Menurut Ketua Umum PAN itu, menangani inflasi jauh lebih mudah dibandingkan mengatasi deflasi. Saat inflasi terjadi, pemerintah daerah bisa menggunakan APBD untuk memberikan subsidi, seperti transportasi. Namun, dalam situasi deflasi, upaya pemerintah untuk melakukan intervensi menjadi lebih rumit.
Seperti diketahui, Badan Pusat Statistik (BPS) mengungkapkan terjadi deflasi selama lima bulan berturut-turut. Dimulai sejak Mei hingga September. Pada September tercatat deflasi 0,12 persen.

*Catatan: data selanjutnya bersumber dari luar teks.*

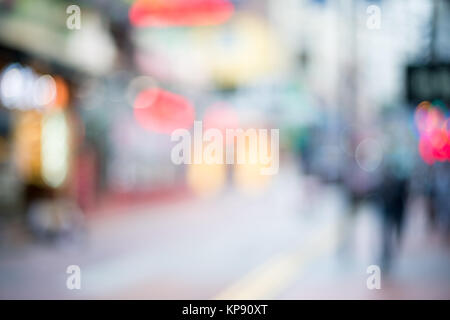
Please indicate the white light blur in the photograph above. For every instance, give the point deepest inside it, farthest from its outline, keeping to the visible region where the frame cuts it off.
(55, 149)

Sementara, Sri Mulyani mengatakan, deflasi yang telah terjadi selama lima bulan beruntun ini, bukan sinyal negatif bagi perekonomian. Hal itu karena deflasi disebabkan oleh komponen harga bahan pangan yang biasa mengalami fluktuasi harga (volatile food). Dengan deflasi pangan, maka harga bahan makanan di pasar dalam kondisi stabil atau bahkan menurun.
"Deflasi lima bulan terakhir terutama dikontribusikan penurunan harga pangan. Menurut saya, ini suatu perkembangan positif, terutama terhadap daya beli masyarakat," kata Sri Mul, di Kantor Kementerian Keuangan, Jakarta, Jumat (4/10/2024).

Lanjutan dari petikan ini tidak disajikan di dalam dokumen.